Question

A bag contains \( 4 \frac{2}{3} \) dozens of candies, out of which \( a \) are lemon candies. If one candy is drawn at random from the bag, there is some probability that it will be a lemon candy. Now, \( 4 \frac{2}{3} \) dozen more lemon candies are put in the bag, and the probability of drawing a lemon candy will be \( 2 \frac{1}{2} \) times higher than in the first case.

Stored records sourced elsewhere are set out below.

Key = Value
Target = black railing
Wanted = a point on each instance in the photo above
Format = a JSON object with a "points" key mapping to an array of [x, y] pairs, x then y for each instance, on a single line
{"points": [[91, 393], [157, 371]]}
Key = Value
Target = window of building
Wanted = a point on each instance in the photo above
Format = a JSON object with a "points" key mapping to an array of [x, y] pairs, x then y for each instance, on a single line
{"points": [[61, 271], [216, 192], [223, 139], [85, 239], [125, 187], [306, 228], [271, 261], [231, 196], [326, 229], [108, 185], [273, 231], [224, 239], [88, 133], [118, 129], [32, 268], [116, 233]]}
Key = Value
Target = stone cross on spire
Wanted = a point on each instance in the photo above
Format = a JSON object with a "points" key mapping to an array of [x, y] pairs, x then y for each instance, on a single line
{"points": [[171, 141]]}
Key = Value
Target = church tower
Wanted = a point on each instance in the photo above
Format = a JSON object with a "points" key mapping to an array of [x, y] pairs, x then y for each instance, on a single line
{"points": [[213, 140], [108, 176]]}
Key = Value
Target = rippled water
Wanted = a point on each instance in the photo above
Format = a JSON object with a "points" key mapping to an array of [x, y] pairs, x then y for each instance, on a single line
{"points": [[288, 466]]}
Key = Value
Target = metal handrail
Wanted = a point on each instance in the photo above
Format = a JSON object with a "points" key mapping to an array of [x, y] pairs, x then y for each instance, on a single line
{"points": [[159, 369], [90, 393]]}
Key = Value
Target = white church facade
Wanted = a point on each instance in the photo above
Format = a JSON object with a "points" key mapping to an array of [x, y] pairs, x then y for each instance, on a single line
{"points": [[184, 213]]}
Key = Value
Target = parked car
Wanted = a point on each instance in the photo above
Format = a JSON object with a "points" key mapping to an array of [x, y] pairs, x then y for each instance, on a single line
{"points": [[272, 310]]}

Find \( a \).

• A. 16
• B. 14
• C. 20
• D. 18

Hint:

In probability problems, always carefully define the total number of outcomes and the favorable outcomes, then use the given conditions to form and solve equations.

Answer 1

The Correct Option is B

Step 1: Define the total number of candies and lemon candies.
The total number of candies in the bag is \( 4 \frac{2}{3} \) dozen, which is equal to \( 4 \frac{2}{3} \times 12 = 56 \) candies.
Let the number of lemon candies in the bag be \( a \).
Thus, the probability of drawing a lemon candy in the first case is: \[ P(\text{lemon candy}) = \frac{a}{56} \] Step 2: Add more lemon candies and calculate the new probability.
Now, \( 4 \frac{2}{3} \) dozen more lemon candies are added, i.e., \( 56 \) lemon candies are added. So, the new total number of candies becomes: \[ \text{New total number of candies} = 56 + 56 = 112 \] The new number of lemon candies becomes: \[ \text{New number of lemon candies} = a + 56 \] The new probability of drawing a lemon candy is: \[ P(\text{lemon candy}) = \frac{a + 56}{112} \] Step 3: Use the given condition.
We are told that the new probability is \( 2 \frac{1}{2} \) times higher than the first probability: \[ \frac{a + 56}{112} = \frac{5}{2} \times \frac{a}{56} \] Step 4: Solve the equation.
Multiply both sides by 112: \[ a + 56 = \frac{5}{2} \times 2a \] Simplify: \[ a + 56 = 5a \] \[ 56 = 4a \] \[ a = 14 \] Step 5: Conclusion.
The number of lemon candies in the bag is \( \boxed{14} \), which corresponds to option (2).